The volatile modifier is used to let the JVM know that a thread accessing the variable must always merge its own private copy of the variable with the master copy in the memory. Accessing a volatile variable synchronizes all the cached copies of the variables in the main memory.

  • volatile is a modifier applicable only for variables and we can't apply it anywhere else.
  •  if the value of a variable keeps on changing by multiple threads then there may be a chance of a data inconsistency problem we can solve this problem by using a volatile modifier.
  • if a variable declares as volatile then for every thread jvm will create a separate local copy every modification performed by the thread will take place in a local copy there is no effect on the remaining threads.

Advantage of volatile keyword-:

the main advantage of volatile keyword is we can overcome data inconsistency problems.

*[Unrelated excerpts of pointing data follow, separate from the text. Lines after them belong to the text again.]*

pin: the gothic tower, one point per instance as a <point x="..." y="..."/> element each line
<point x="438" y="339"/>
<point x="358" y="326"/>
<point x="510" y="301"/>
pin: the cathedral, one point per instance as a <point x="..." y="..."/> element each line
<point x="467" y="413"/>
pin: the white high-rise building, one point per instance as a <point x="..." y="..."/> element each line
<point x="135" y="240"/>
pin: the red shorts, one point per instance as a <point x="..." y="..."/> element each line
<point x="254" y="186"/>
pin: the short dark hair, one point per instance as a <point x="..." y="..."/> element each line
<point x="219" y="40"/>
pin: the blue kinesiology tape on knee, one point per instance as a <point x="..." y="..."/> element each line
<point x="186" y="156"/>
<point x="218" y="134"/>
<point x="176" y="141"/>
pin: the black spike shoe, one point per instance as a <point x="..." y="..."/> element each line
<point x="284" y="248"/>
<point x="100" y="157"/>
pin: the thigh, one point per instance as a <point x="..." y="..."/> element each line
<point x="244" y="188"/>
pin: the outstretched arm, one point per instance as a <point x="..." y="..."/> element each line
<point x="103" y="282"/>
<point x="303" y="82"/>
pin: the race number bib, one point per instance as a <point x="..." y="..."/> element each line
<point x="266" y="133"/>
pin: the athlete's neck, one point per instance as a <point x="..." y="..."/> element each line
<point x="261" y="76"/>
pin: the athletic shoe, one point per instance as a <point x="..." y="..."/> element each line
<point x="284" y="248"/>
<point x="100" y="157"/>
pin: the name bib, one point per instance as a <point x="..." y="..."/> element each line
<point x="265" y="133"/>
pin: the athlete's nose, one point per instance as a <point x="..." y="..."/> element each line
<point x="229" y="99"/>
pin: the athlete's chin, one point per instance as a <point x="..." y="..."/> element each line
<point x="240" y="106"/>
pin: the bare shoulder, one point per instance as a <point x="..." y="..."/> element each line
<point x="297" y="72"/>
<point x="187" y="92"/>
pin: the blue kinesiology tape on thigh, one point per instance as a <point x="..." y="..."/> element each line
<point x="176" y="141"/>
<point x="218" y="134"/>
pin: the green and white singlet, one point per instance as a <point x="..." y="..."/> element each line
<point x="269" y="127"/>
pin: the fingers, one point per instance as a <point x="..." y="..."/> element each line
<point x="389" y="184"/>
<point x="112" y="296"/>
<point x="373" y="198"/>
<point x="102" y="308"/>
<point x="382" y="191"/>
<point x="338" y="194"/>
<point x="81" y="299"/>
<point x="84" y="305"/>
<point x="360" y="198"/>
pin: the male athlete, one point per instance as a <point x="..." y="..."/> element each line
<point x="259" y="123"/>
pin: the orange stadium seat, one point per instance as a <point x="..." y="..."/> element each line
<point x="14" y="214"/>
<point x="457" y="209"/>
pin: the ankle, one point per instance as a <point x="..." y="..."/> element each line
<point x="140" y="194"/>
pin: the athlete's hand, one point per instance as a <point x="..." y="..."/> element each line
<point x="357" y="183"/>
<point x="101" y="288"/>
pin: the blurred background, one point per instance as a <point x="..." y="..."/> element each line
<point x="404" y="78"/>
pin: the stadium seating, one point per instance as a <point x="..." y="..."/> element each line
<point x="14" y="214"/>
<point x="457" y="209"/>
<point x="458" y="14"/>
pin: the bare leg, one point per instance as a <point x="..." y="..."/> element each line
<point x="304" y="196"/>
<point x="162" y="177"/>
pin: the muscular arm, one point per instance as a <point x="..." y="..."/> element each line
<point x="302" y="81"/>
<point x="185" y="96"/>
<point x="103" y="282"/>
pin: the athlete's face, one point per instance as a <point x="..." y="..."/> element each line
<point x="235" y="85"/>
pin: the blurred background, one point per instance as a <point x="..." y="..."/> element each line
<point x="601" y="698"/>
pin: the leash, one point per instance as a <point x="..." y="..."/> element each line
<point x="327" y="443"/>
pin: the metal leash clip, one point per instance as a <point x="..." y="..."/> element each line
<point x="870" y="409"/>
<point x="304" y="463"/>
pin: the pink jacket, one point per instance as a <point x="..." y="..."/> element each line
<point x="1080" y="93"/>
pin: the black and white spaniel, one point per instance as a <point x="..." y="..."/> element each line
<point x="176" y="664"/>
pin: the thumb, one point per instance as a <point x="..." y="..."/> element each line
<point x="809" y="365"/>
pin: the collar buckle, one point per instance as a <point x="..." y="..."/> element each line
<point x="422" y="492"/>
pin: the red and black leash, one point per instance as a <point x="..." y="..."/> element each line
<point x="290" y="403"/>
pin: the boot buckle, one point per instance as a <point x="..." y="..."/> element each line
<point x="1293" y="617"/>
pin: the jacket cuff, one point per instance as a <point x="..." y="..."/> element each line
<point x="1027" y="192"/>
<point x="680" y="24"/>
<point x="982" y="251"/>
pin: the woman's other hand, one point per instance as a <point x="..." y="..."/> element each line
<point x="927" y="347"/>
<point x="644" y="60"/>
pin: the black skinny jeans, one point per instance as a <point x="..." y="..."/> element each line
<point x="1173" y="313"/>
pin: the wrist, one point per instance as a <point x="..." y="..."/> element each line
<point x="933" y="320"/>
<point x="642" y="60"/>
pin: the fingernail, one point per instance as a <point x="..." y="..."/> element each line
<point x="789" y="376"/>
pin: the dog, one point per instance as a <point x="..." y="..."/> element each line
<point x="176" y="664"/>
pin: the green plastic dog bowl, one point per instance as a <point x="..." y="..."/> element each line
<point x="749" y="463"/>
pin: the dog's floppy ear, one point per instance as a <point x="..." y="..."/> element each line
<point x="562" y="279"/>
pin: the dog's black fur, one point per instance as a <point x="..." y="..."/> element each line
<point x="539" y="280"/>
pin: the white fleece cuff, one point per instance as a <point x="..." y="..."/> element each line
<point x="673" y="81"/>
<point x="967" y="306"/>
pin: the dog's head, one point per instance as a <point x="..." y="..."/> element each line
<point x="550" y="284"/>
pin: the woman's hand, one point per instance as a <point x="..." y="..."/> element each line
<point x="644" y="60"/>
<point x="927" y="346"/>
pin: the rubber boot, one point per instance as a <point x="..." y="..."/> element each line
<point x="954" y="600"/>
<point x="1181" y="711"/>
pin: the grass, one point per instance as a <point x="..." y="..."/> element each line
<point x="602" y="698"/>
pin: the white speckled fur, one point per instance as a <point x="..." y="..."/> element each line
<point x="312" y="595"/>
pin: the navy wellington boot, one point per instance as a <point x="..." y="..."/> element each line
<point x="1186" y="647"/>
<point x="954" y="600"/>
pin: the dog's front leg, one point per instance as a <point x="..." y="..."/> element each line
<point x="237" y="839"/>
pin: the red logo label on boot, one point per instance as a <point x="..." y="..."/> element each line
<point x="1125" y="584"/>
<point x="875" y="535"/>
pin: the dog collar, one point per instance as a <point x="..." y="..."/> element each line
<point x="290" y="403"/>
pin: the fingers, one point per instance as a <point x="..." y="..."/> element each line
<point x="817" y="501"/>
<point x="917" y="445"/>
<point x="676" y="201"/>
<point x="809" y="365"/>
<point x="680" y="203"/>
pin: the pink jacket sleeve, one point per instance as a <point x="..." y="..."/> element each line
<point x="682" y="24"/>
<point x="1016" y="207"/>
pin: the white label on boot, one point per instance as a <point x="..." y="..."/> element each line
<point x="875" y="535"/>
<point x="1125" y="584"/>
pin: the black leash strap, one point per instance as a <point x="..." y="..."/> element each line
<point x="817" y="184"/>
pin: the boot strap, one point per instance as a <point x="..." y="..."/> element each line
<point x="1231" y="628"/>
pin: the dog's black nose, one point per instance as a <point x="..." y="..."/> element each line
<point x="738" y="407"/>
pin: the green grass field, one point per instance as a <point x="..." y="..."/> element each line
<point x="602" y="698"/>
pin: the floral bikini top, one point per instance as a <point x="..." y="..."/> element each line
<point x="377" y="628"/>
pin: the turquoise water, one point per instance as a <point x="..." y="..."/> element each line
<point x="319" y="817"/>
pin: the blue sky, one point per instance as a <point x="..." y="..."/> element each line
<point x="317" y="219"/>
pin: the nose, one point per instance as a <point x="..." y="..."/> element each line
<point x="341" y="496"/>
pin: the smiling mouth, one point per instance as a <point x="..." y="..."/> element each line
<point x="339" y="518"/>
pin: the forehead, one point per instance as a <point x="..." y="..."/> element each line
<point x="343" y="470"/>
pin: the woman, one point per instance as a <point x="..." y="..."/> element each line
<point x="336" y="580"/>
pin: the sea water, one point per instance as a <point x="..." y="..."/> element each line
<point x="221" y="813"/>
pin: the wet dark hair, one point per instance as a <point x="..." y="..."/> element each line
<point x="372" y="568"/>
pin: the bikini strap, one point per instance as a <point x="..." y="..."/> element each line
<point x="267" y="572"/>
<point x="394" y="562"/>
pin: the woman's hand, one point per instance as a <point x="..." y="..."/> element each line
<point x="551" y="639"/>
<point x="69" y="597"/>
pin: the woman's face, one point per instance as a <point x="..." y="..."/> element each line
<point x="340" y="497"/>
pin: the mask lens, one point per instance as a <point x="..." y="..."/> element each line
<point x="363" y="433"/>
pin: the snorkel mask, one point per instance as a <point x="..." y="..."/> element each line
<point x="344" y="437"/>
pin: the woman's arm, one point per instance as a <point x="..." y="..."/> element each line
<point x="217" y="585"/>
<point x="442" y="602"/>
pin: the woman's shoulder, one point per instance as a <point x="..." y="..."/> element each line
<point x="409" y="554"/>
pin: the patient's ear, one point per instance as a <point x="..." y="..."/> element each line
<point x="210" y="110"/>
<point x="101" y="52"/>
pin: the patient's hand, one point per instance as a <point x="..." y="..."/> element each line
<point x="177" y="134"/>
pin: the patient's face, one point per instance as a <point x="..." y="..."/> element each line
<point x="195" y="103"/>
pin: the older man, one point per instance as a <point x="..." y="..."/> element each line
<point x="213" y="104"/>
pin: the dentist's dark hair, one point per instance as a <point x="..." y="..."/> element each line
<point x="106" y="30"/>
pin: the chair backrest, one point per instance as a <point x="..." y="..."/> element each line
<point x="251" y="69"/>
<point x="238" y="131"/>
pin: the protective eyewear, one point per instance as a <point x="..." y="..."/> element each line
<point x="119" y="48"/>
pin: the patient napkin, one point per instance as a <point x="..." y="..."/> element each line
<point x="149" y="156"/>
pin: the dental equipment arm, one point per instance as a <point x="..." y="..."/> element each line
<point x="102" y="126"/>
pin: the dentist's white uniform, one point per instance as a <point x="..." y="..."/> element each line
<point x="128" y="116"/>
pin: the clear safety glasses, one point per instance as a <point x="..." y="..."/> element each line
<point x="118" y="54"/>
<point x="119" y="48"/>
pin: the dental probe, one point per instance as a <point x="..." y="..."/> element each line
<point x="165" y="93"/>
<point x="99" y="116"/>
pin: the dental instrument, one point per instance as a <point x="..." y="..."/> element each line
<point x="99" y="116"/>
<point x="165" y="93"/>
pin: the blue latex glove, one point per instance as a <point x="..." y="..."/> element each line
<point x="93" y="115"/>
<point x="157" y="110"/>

Disadvantage of volatile keyword-:

the main disadvantage volatile keyword is creating and maintaining a separate copy for every thread increases the complexity of programming and creates performance problems hence if there no specific requirement it is never recommended to use the volatile keyword and it is the almost deprecated keyword.


Note-: final variable means the value never changes whereas volatile variables mean keep on changing hence volatile final is an illegal combination for variables.


eg-:

public class MyRunnable implements Runnable{
    private volatile boolean avtive;
    public void run(){
           active=true;
           while(active){
            }
     }
  public void stop(){
        active=false;
  }
}


Memory Visibility

In this simple example, we have two application threads: the main thread and the reader thread. Let's imagine a scenario in which the OS schedules those threads on two different CPU cores, where:

  • The main thread has its copy of ready and number variables in its core cache.
  • The reader thread ends up with its copies, too.
  • The main thread updates the cached values.

On most modern processors, write requests won't be applied right after they're issued. In fact, processors tend to queue those writes in a special write buffer. After a while, they'll apply those writes to the main memory all at once.

With all that being said, when the main thread updates the number and ready variables, there's no guarantee about what the reader thread may see. In other words, the reader thread may see the updated value right away, with some delay, or never at all.

This memory visibility may cause liveness issues in programs relying on visibility.


volatile and Thread Synchronization

For multithreaded applications, we need to ensure a couple of rules for consistent behavior:
  • Mutual Exclusion – only one thread executes a critical section at a time
  • Visibility – changes made by one thread to the shared data are visible to other threads to maintain data consistency

synchronized methods and blocks provide both of the above properties at the cost of application performance.

volatile is quite a useful keyword because it can help ensure the visibility aspect of the data change without providing mutual exclusion. Thus, it's useful in the places where we're ok with multiple threads executing a block of code in parallel, but we need to ensure the visibility property.